La postura de la organización gremial es que estas propuestas transfieren derechos laborales a los sectores empresariales y buscan reducir los salarios básicos en favor de un sistema que favorece mejoras individuales, centradas en el rendimiento y sin un marco de protección colectivo. Además, consideran que estas iniciativas no abordan los problemas fundamentales de generación de empleo y formalización laboral en el país.
El gobierno ha estado impulsando algunas de estas reformas a través de decretos y leyes específicas, pero desde el sindicato aseguran que no existen planes de diálogo con los representantes de los trabajadores, quienes proponen en cambio centrarse en políticas para crear empleo y fortalecer la formalidad laboral.

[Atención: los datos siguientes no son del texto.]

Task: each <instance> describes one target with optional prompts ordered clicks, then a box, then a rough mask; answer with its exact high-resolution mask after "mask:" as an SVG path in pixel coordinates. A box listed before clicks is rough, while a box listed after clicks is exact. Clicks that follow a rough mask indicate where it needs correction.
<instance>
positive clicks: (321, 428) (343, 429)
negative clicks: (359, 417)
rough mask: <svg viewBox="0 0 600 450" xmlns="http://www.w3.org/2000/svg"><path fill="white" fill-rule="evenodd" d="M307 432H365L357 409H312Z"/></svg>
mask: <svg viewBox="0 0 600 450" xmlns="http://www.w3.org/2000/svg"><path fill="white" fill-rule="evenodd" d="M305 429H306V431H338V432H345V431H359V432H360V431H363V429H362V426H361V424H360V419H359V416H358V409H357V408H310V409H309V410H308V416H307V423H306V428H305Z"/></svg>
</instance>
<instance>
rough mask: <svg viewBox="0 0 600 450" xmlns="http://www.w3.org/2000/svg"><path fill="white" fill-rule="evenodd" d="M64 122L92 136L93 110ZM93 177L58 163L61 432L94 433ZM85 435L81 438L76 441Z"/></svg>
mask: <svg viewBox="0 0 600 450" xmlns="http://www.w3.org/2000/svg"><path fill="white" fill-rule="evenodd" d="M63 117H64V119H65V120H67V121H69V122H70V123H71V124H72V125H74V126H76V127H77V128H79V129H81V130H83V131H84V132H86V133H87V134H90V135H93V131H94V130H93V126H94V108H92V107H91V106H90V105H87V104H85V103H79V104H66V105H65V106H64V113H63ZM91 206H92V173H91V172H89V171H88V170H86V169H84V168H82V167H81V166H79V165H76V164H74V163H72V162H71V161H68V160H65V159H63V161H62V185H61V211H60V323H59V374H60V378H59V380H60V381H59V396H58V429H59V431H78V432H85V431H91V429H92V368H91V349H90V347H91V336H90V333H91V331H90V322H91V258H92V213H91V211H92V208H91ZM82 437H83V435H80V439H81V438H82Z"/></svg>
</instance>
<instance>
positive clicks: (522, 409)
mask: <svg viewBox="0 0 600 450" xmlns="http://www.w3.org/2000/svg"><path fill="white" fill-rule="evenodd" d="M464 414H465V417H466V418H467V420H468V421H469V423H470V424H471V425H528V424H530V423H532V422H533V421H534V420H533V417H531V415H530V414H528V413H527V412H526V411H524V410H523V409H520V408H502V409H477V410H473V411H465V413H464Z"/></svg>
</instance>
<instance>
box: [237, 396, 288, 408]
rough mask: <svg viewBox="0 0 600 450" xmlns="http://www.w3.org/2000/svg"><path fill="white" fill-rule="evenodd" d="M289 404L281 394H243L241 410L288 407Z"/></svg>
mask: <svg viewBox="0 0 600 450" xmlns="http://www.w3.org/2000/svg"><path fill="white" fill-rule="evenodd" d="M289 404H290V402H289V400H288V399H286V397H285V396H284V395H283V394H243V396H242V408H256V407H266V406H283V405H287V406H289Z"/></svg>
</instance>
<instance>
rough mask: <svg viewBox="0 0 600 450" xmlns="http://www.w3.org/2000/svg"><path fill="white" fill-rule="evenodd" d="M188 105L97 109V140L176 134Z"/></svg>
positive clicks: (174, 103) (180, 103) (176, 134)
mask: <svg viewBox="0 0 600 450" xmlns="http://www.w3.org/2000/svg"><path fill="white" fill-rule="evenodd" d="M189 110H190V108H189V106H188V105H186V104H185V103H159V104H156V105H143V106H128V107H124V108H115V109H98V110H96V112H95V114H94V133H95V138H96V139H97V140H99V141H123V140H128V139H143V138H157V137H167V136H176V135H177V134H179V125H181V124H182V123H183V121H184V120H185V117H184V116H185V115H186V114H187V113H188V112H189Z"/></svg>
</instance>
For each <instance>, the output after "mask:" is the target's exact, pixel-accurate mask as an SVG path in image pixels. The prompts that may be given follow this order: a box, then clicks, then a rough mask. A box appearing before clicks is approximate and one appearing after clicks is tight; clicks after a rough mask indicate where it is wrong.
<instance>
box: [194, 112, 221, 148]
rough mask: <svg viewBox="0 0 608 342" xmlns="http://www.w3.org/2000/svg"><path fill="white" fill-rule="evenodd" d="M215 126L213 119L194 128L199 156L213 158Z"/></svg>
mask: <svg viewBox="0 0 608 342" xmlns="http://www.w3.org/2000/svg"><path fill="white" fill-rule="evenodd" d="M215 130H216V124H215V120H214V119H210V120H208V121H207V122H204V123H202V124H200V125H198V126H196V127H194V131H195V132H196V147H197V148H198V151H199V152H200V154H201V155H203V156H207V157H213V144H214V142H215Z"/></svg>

De cara a las próximas elecciones sindicales, el liderazgo de la central sindical se prepara para afrontar este escenario con movilizaciones y acciones de presión, buscando consolidar la oposición al proyecto y defender los derechos laborales. La elección de nuevas autoridades sindicales está prevista para principios de noviembre, en un proceso que podría marcar el rumbo de la postura del movimiento obrero frente a estas reformas.
Diversos dirigentes sindicales han expresado su rechazo a las políticas del gobierno y la consideran una regresión en los derechos laborales. En particular, critican la reducción de salarios, el incremento de la precarización laboral, la pérdida de empleos formales y el cierre de pequeñas y medianas empresas, a raíz de las medidas implementadas en el marco de los proyectos gubernamentales recientes. Se demanda, por parte del movimiento sindical, un debate nacional que priorice la recuperación del trabajo formal, el fortalecimiento de la producción nacional y la protección social de quienes están en situación de vulnerabilidad laboral.